Colin Cochrane

Software Developer based in Victoria, BC specializing in C#, PowerShell, Web Development and DevOps.

Catching Unwanted Spiders And Content Scraping Bots In ASP.NET

spiderinaglass

If you have a blog that is even moderately popular then you have likely fallen victim to some form of content scraping.  Ever since it became possible to earn money through ads on a website there have been people trying to find ways to cheat the system.  The most widespread example of this comes in the form of splogs and similar spam-based websites, which consist only of ads from Google AdSense and duplicated content that is scraped from other sites.  In this post I will share a method you can use to identify "evil" spiders and content scraping bots that are wasting your website's resources.

I'll start off by defining what is considered an "evil" spider/bot.  For our purposes here, we'll be looking at spiders and bots that ignore robots.txt and nofollow when crawling a site.  These are spiders and bots that offer no value to you in allowing them to crawl your site, as the major search engines use spiders and bots that respect these rules (with the unique exception of MSN who employs a certain bot that presents itself as a regular user in order to identify sites that present different content to search engine spiders than users).  

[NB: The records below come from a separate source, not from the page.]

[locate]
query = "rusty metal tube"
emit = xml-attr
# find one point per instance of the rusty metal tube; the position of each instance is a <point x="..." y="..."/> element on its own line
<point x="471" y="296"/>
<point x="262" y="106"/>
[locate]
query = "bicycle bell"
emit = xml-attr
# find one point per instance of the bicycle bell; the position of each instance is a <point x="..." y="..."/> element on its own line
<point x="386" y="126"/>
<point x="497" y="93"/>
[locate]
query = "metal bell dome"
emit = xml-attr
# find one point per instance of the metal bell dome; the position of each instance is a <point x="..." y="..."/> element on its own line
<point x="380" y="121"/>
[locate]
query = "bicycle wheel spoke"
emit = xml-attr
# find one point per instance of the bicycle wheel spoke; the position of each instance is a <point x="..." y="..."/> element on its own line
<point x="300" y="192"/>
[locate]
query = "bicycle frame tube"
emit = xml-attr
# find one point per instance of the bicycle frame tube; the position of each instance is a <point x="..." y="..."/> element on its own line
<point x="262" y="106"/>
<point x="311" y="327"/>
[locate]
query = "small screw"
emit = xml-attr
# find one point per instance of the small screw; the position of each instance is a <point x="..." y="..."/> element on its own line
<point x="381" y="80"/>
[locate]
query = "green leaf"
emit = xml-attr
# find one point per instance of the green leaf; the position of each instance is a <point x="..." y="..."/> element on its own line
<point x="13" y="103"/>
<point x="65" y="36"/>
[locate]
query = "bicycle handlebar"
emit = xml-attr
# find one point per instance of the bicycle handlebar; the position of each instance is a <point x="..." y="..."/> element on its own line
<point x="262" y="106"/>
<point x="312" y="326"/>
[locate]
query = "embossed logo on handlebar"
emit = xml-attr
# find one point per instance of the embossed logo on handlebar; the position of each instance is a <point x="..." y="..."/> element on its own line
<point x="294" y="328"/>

Of these valueless spiders, some are almost certainly going to be some form of content scraping bot, which is sent to literally copy the content of your site for use elsewhere.  It is in your best interest to limit how much of your content gets scraped because you want visitors coming to your site, not some spam-filled facsimile.

This method to identify unwanted spiders involves the creation of a trap,  which can be created as follows:

1) Create a Hidden Page

To identify these undesired visitors you need to isolate them.  Create a page on your site, but do not link to it from anywhere just yet.  For the purposes of my examples, I'll call our example page "trap.aspx".

spidertrap1

Now you want to disallow this page in your robots.txt.

spidertrap2

With this trap page disallowed in the robots.txt, it will prevent good spiders from crawling it.  What is needed now is a link to the trap page with the rel="nofollow" attribute, which should be placed on your home page for maximum effect.  The link must be invisible to users otherwise you might mistake a unwitting visitor for a bad spider.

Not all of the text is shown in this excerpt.